While the scope of the work and its technical level are sufficient, the work is overly descriptive, with some sections adding no value (e.g. the theoretical section). The length of the thesis (128 pages) is also excessive and unnecessary.
Taking the above into account, as well as some minor shortcomings, I am giving this work a grade of 79/C. Points proposed by supervisor: 79

The student addressed the topic of local smart meter reading and developed a desktop application for acquiring, processing, and visualizing data obtained from smart meters using the DLMS/COSEM standard. The work also includes a laboratory task for Master's students. I appreciate the detailed design process and the description of the application's use-case scenarios. The implementation of DLMS Push communication was successfully demonstrated with a suitable electricity meter and appears to function correctly.

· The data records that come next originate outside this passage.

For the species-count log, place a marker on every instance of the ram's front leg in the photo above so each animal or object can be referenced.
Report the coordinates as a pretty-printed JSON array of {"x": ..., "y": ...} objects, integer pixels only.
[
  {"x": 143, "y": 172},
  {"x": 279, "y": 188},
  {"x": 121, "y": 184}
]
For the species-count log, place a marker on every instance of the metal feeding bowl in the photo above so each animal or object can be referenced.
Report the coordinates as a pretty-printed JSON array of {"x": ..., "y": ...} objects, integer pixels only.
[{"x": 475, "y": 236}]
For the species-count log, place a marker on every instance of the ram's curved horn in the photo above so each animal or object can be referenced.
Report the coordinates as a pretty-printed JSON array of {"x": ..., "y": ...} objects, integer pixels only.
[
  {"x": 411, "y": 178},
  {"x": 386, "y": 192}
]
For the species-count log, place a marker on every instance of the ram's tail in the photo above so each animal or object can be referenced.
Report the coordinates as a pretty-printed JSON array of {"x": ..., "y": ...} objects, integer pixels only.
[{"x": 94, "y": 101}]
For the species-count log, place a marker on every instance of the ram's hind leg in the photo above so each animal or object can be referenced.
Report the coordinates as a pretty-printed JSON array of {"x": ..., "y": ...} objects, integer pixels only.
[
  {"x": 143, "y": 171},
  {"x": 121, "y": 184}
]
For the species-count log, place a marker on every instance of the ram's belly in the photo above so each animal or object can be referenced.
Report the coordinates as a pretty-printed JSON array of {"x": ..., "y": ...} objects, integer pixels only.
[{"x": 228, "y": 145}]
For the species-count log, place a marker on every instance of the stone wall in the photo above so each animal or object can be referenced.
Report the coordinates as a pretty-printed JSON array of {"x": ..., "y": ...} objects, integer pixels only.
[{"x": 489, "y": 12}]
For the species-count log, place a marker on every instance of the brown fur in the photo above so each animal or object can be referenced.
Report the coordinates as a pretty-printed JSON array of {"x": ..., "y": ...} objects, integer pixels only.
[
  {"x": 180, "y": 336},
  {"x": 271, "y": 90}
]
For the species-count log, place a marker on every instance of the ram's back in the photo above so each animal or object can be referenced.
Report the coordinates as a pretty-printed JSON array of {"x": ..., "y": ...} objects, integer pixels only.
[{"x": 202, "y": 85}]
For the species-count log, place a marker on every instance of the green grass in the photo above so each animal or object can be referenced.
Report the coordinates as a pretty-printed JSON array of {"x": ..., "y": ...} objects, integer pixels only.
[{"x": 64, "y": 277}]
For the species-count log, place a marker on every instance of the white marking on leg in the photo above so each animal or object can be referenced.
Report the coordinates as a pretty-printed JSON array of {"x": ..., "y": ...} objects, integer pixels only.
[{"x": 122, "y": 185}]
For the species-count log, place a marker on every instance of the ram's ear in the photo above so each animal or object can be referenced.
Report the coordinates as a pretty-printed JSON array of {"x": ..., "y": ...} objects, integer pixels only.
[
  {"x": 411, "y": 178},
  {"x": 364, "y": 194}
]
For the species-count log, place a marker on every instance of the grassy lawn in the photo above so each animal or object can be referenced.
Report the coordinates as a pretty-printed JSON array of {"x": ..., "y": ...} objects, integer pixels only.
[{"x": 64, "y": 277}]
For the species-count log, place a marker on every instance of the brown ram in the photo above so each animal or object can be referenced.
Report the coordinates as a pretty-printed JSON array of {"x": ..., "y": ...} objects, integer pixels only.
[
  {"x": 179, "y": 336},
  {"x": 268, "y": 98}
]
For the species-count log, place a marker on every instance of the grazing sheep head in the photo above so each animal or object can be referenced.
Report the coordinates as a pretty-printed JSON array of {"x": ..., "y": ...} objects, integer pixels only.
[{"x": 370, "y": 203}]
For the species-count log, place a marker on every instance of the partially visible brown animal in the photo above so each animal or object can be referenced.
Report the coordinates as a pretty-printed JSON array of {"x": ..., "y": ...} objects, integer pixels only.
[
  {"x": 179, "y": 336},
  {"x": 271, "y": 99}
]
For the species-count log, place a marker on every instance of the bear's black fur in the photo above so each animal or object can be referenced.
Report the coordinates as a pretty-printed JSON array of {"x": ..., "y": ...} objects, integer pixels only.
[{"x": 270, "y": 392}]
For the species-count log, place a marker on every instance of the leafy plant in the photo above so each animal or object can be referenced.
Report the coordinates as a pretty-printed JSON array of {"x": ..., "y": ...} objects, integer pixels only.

While the thesis provides a comprehensive overview of the topic, several parts of both the theoretical and practical sections are unnecessarily detailed and offer limited added value. Given the length of 128 pages, reducing the level of detail in selected sections would improve readability without reducing the technical quality of the work. The use of literature is generally at a good level, with 51 sources, including scientific publications, standards, and legislative documents. However, several bibliography entries lack complete citation information (e.g., DOI identifiers). The formal quality of the thesis is generally acceptable, although several table captions are incorrectly placed below the tables (e.g., 2.1, 2.2, 3.1, 3.2, 3.4, and 4.3), and some figures (e.g., 4.1) would benefit from a larger format.

From a technical perspective, I have several comments. The application could benefit from demonstration datasets that would allow users to evaluate its functionality without access to a compatible smart meter. Some implementation details do not fully correspond to the actual code, particularly in Section 4.5.2 and the description of the OBIS parser component. Furthermore, the communication parameters listed in Section 6.2 do not correspond to standardized DLMS addressing, and Section 6.3 contains inconsistent descriptions of DLMS Push communication, where AARQ/AARE association establishment is correctly described as unnecessary but subsequently presented as a mandatory part of the communication procedure.

Despite the above-mentioned shortcomings, the thesis fulfills its objectives. The student successfully analyzed local smart meter communication technologies, implemented a functional application for DLMS Push data acquisition and visualization, performed measurements using a real smart meter, and prepared educational materials for laboratory instruction. The practical contribution of the work is evident, although several technical and documentation issues reduce the overall quality of the final result.

Therefore, I recommend the thesis for defense and propose the grade C / 78 points. Topics for thesis defence:

1. Why was JavaFX selected as the graphical user interface framework instead of a web-based solution that would be more easily accessible across devices and operating systems? Did you consider using the .NET version of the Gurux library?
2. Can users define their own tariff structures and electricity prices, or is the in-application calculation limited to a fixed predefined tariff model?
3. Would it be beneficial to split the application into two parts, one responsible for data collection (console application) and the other for data visualization? Why was it designed as a single application rather than separating data collection and data visualization into independent components?
4. The implementation supports only Mode E communication and Public client access. How difficult would it be to extend the application to support additional communication modes (such as IEC 62056-21 Mode C) for the optical interface and authenticated DLMS client roles with proper message security?

Points proposed by reviewer: 78